The man who stands alone

December 25, 2012 01:07 am | Updated November 17, 2021 11:01 am IST

Sachin Tendulkar ranks among four or five of the greatest batsmen to have played Test cricket. But in the one-day game, from which he retired on Sunday, he stands alone. Tendulkar might dispute the point himself, arguing that his idol, Sir Vivian Richards, was at least as great. Indeed the combination of Richards’s average (47) and strike-rate (90.20) is marginally superior, Tendulkar’s corresponding figures being 44.83 and 86.23. But the Indian did it for significantly longer, over a span of 463 matches, to the West Indian’s 187. Longevity is the most demanding test of greatness, for nothing escapes inquiry. And no one has succeeded at this test quite like Tendulkar. Curiously, the great man didn’t take to the one-day format as readily as he did to Test cricket: between 1989 and early 1994, when he batted in the middle-order, he averaged just over 31, his runs coming at the rate of 74 every 100 balls. It needed an accident — incumbent opener Navjot Singh Sidhu suffered a stiff neck in Auckland in March 1994 — to set a phenomenon in motion. Having convinced the team management that he should open, Tendulkar blitzed a match-winning 82 off just 49 balls. Neither he nor the one-day game was the same in India from that moment; the star and his stage were etched even deeper than before in the nation’s collective consciousness.

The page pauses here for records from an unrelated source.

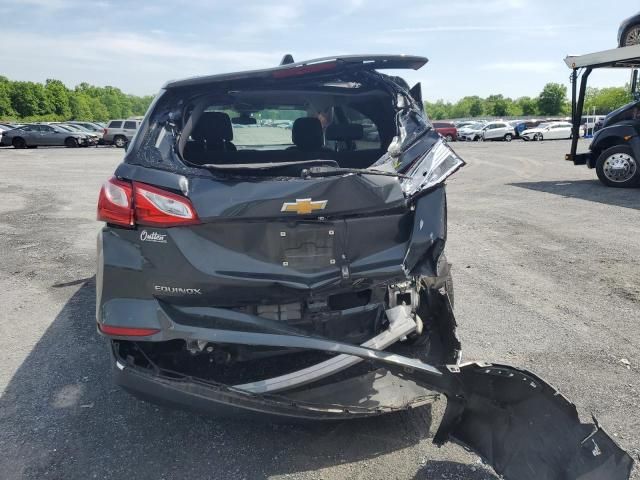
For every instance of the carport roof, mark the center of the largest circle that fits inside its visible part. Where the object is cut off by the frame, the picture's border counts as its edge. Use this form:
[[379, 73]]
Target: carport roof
[[625, 57], [367, 62]]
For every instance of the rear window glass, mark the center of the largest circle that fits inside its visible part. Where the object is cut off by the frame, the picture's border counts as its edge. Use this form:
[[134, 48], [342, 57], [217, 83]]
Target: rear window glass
[[370, 134], [269, 128]]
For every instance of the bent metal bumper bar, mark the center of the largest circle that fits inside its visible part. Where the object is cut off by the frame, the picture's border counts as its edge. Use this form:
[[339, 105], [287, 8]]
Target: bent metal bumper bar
[[523, 427]]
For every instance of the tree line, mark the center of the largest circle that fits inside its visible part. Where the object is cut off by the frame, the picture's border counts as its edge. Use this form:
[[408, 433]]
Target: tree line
[[53, 101], [552, 101]]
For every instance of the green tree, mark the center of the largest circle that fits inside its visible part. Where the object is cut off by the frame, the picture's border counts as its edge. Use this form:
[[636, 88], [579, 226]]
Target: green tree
[[80, 105], [553, 99], [99, 111], [528, 106], [57, 99], [28, 99], [6, 110], [477, 107], [438, 110]]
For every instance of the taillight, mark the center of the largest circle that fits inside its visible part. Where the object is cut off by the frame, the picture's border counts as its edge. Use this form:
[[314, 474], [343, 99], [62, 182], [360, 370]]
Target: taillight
[[126, 331], [127, 204], [115, 203], [160, 208]]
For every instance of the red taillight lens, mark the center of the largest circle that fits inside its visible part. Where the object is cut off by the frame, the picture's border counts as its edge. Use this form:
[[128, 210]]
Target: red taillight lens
[[126, 204], [126, 331], [115, 203], [160, 208]]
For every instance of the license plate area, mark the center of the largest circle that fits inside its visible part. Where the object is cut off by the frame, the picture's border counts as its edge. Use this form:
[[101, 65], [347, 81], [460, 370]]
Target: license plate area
[[308, 246]]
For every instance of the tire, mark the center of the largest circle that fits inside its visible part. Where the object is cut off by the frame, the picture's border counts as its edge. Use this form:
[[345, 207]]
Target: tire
[[618, 167], [631, 36], [426, 309], [19, 142]]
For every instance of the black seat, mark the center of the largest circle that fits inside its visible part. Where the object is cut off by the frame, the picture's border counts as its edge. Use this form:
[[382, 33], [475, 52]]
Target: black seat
[[214, 131], [307, 134]]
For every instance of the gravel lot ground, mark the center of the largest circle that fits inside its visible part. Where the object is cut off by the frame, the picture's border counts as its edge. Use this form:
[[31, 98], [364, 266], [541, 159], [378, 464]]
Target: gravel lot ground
[[546, 270]]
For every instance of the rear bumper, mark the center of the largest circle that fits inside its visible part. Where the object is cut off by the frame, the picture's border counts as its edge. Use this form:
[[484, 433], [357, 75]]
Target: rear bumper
[[499, 412]]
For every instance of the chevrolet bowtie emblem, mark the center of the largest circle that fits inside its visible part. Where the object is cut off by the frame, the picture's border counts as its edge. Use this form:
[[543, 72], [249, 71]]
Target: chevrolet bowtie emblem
[[303, 206]]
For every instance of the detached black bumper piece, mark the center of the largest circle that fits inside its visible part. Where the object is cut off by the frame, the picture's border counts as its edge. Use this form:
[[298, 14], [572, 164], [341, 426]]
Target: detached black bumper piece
[[523, 427]]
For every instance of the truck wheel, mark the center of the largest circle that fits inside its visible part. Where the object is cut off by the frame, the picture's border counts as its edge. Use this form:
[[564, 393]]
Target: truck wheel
[[617, 167]]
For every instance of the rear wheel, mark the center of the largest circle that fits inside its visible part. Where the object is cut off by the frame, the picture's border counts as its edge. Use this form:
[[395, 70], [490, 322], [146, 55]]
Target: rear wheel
[[617, 167], [428, 307]]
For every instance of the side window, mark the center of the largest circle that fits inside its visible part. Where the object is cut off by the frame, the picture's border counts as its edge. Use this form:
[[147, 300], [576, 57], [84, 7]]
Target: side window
[[370, 134]]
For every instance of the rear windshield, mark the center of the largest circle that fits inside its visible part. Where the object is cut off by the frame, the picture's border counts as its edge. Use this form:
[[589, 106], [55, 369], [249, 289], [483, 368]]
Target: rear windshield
[[348, 124]]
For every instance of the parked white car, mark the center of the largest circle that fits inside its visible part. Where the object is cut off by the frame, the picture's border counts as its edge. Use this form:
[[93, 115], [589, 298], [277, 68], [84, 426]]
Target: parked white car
[[472, 132], [498, 131], [548, 131]]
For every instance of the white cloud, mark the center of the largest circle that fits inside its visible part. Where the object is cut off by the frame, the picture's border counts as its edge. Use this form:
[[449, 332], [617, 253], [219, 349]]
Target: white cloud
[[523, 66], [486, 28]]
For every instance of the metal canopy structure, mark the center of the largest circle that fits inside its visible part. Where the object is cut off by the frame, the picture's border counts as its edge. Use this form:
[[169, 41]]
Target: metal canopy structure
[[625, 57]]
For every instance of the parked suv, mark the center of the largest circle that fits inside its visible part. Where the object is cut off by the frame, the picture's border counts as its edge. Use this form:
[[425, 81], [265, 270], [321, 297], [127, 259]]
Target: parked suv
[[498, 131], [247, 270], [447, 130], [120, 132]]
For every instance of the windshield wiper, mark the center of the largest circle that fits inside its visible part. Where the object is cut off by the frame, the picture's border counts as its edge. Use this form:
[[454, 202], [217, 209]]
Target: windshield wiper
[[333, 171]]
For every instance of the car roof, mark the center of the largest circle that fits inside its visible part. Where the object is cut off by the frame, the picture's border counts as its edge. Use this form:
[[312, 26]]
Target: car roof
[[364, 62]]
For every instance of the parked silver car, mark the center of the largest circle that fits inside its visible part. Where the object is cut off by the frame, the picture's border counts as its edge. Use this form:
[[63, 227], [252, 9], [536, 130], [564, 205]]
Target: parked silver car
[[94, 128], [119, 132], [41, 134]]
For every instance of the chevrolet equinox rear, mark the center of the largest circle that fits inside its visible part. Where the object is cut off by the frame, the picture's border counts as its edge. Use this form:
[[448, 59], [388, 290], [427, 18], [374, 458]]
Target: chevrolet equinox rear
[[271, 232]]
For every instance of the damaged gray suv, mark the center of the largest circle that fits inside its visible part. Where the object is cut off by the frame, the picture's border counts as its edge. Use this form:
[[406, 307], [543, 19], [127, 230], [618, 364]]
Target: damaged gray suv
[[300, 272]]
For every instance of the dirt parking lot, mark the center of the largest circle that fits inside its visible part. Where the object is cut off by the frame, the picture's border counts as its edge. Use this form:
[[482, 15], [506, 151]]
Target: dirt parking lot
[[546, 270]]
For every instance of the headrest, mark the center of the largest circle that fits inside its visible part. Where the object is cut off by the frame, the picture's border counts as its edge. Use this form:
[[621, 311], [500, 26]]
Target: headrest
[[244, 120], [307, 134], [213, 127], [344, 131]]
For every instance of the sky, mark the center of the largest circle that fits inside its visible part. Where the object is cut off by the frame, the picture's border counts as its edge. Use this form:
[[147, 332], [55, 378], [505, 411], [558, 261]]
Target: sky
[[475, 47]]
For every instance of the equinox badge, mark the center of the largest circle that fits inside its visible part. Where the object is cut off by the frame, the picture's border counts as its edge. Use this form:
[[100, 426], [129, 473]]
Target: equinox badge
[[303, 206]]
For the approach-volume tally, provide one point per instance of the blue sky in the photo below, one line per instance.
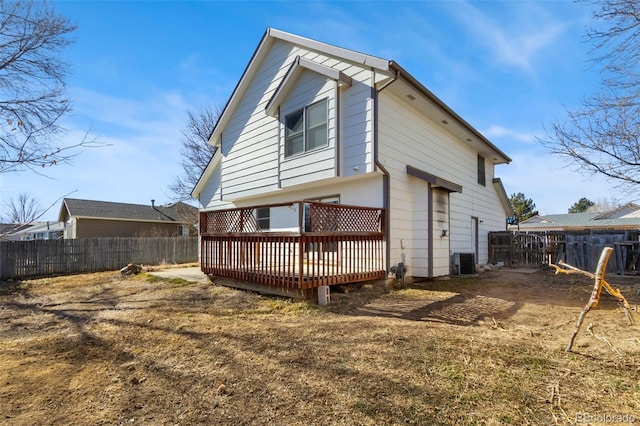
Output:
(508, 68)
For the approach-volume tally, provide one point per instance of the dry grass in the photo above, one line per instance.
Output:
(102, 349)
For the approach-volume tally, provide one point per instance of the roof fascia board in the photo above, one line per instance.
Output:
(502, 195)
(433, 180)
(402, 73)
(298, 65)
(346, 54)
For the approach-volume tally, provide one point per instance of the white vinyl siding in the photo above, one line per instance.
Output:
(409, 137)
(252, 143)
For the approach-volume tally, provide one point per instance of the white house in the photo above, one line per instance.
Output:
(312, 121)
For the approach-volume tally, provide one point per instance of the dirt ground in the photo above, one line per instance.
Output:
(106, 349)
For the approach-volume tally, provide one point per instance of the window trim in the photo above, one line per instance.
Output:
(261, 218)
(305, 129)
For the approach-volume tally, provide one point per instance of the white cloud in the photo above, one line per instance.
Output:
(531, 31)
(497, 131)
(551, 185)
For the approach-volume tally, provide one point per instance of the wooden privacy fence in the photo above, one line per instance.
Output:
(578, 248)
(23, 259)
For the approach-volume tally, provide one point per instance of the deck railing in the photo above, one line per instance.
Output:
(307, 244)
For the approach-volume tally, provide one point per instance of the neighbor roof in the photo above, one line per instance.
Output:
(175, 212)
(623, 217)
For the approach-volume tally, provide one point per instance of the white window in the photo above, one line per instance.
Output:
(306, 129)
(263, 218)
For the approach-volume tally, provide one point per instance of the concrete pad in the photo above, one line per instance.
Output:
(189, 274)
(521, 270)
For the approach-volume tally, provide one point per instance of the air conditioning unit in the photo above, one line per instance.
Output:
(464, 263)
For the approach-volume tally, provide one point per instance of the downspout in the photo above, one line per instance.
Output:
(386, 193)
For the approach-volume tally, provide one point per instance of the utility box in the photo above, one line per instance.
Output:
(324, 295)
(464, 263)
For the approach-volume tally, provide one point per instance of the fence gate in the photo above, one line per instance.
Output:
(517, 250)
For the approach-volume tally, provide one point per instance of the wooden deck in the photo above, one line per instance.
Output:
(342, 244)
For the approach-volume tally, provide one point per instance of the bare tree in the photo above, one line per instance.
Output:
(22, 210)
(32, 87)
(195, 151)
(603, 136)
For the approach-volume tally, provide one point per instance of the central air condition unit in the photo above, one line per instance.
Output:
(464, 263)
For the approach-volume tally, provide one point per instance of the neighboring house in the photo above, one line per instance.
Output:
(7, 230)
(318, 123)
(89, 218)
(626, 217)
(38, 231)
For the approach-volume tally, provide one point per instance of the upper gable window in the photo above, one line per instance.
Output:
(306, 129)
(481, 174)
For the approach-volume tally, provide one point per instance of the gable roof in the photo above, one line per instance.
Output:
(387, 71)
(91, 209)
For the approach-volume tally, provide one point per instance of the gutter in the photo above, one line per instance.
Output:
(386, 192)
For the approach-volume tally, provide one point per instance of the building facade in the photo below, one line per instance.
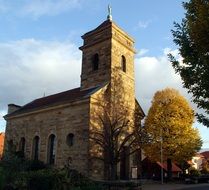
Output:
(56, 129)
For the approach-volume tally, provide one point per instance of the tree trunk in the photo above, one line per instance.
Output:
(139, 164)
(113, 171)
(169, 168)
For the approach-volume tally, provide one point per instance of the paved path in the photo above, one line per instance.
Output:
(156, 186)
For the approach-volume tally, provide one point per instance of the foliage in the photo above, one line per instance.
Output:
(205, 167)
(115, 134)
(194, 172)
(170, 119)
(192, 37)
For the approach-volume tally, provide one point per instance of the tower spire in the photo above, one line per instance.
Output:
(109, 16)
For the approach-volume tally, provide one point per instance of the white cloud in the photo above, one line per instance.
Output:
(29, 68)
(142, 24)
(142, 52)
(38, 8)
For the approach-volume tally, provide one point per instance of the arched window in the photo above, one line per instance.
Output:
(70, 139)
(22, 145)
(51, 149)
(95, 62)
(123, 63)
(35, 150)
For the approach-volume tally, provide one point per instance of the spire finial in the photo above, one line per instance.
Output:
(109, 16)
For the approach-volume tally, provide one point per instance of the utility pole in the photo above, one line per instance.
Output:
(161, 154)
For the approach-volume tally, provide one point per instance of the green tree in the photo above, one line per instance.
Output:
(192, 37)
(170, 119)
(117, 132)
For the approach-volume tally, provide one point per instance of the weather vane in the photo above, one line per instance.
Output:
(109, 17)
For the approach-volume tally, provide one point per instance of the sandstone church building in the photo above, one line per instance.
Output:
(56, 129)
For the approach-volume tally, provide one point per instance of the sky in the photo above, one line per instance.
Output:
(39, 41)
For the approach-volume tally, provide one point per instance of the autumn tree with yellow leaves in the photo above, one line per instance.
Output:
(170, 119)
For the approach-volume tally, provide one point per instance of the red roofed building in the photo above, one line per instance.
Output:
(56, 129)
(153, 169)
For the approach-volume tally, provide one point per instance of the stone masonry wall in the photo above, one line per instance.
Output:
(73, 118)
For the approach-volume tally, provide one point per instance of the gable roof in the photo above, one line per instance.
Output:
(205, 154)
(55, 99)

Tendulkar’s finest achievement was his finessing of one-day batting into a self-contained art form. Before him, there were, broadly, those who batted much like they did in Test cricket and those who had a ‘slog.’ Richards, Javed Miandad, and Dean Jones were exceptions; they introduced to their run-making, shades of pace — a quality that was seen in their Test play as well, but was employed more proactively in ODIs. Tendulkar expanded this quality and reinvented it constantly. In this way, he defied definition: during the course of an innings, he was several Tendulkars in one. He didn’t begin the trend of hitting the new ball over the top of the infield, but he adapted it in a manner that hadn’t been seen till then. He became a master at ticking it over in the middle overs, conserving energy for an onslaught in the final stages. But his genius lay in the nuance within this apparent template of ‘Attack, Consolidate, Attack’: he had great feel for an innings’ rhythm and the priceless ability to change it almost at will. Thus did he make 49 one-day centuries, one of them the game’s first double when he was very nearly 37. But runs to Tendulkar were only ever a means to winning. Little wonder that the World Cup triumph in 2011 is his most cherished one-day memory. Perhaps he should have retired from the format then; but the period since won’t tarnish a one-day career that appears impossible to surpass.